Since July 2020, we have been running regular webinars looking at prevalent, yet hidden, local issues affecting Surrey.
They feature live interviews with charitable organisations the Community Foundation has supported, donors, and community experts on the issue being addressed.
Our webinar series continues into 2021. If you’d like to receive details of each webinar by email, please sign up to receive our communications here.
By any account, our home is one of the best places to live in England. With its vibrant towns, mature woodlands, affluence and ambition, Surrey is known across the UK for its quality of life.
We also know that this is only part of our story.
Behind closed doors, issues such as human trafficking and domestic abuse are rife. We’ve already learned that Surrey Police have recently opened 200 new investigations into human trafficking, and on average 28 domestic abuse crimes are reported to them everyday.

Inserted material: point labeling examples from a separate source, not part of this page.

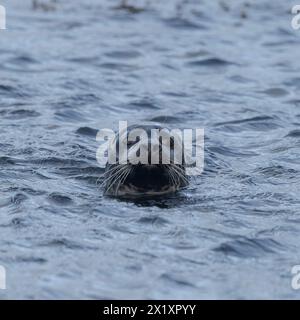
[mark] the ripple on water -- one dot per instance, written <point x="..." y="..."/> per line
<point x="249" y="247"/>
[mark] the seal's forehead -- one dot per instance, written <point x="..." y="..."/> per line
<point x="147" y="128"/>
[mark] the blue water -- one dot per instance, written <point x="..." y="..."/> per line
<point x="229" y="67"/>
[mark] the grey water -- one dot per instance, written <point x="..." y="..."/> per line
<point x="74" y="67"/>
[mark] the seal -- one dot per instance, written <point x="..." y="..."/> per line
<point x="144" y="178"/>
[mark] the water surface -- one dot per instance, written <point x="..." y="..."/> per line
<point x="231" y="69"/>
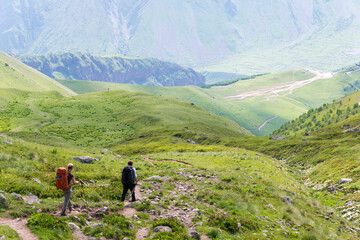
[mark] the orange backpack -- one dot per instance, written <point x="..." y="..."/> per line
<point x="61" y="179"/>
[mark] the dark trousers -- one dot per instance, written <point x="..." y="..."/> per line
<point x="127" y="187"/>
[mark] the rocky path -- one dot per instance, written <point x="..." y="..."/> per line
<point x="274" y="91"/>
<point x="19" y="225"/>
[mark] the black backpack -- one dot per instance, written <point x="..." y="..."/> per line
<point x="127" y="175"/>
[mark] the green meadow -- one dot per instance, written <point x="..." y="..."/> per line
<point x="250" y="112"/>
<point x="214" y="177"/>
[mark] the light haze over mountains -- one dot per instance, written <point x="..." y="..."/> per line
<point x="243" y="36"/>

We know that there is a predicted 30% surge in demand for mental health services and the number of lonely and isolated people that make up our neighbourhoods continues to grow.
We know that Homelessness is a shocking rising issue, but one that does not surprise with the cost of living becoming forever unmanageable and the Covid-19 pandemic exacerbating circumstances.
Our Hidden in Plain Sight webinars bring together local people and voluntary sector experts to find meaningful solutions to Surrey’s prevalent, but hidden issues.
They are an opportunity to drive change and act now, to ensure that every individual in Surrey has hope.
Leadership is required to bring about meaningful sustainable change. For more than 15 years the Community Foundation for Surrey has brought together those wishing to give with those providing positive solutions. We urge you to join us, to address the pressing local issues, that have for too long, been hidden.
The series so far
You can find out more about what we heard, or access a recording to each of our webinars below – by clicking on the title!
In Surrey, there are an estimated 35,400 victims of abuse, with 3,300 children visible to services as living in homes where there is domestic abuse.
We hear from one brave survivor, and how domestic abuse support services are quite literally a lifeline.
Of the 185,000 5-16 years olds in Surrey, statistics show over 23,000 children and young people are in need of help and support locally.
In Surrey, voluntary sector organisations are coming together to address the pressure for these services across the county.
There are an estimated 232,000 people aged 65+ living in Surrey. Almost 60,000 of these live alone.
We hear from frontline charities Woking Age Concern and Farncombe Day Centre supporting our county’s lonely and isolated residents.
Surrey is in the top third of all police force areas in terms of the number of modern slavery victims coming forward.
Find out more about the ground-breaking partnership established with Justice and Care, Surrey Police and the Community Foundation to tackle this horrific crime.
Poverty can affect anyone. We know that in Surrey, 16% of households are classified as living in Poverty compared to 21% nationally.
Find out about the innovative methods adopted by East Surrey Poverty Truth Commission to bring people with lived experience together with those in positions of influence to change cultures and drive sustained change.
We can at any time fall into homelessness due to a series of unfortunate events. It is a complex and rising issue here in Surrey.
We know that from July–September 2020, there were 324 households assessed to be homeless in Surrey. 779 households were considered to be either homeless or threatened with homelessness in the next 56 days.
Learn more from the inspirational charities working on the frontlines to ensure the pandemic does not result in more individuals and families facing life on the streets – and the small, practical steps, we can each take to empower and support local people to access safe and affordable housing.
Together we can learn how we can support Surrey’s most vulnerable.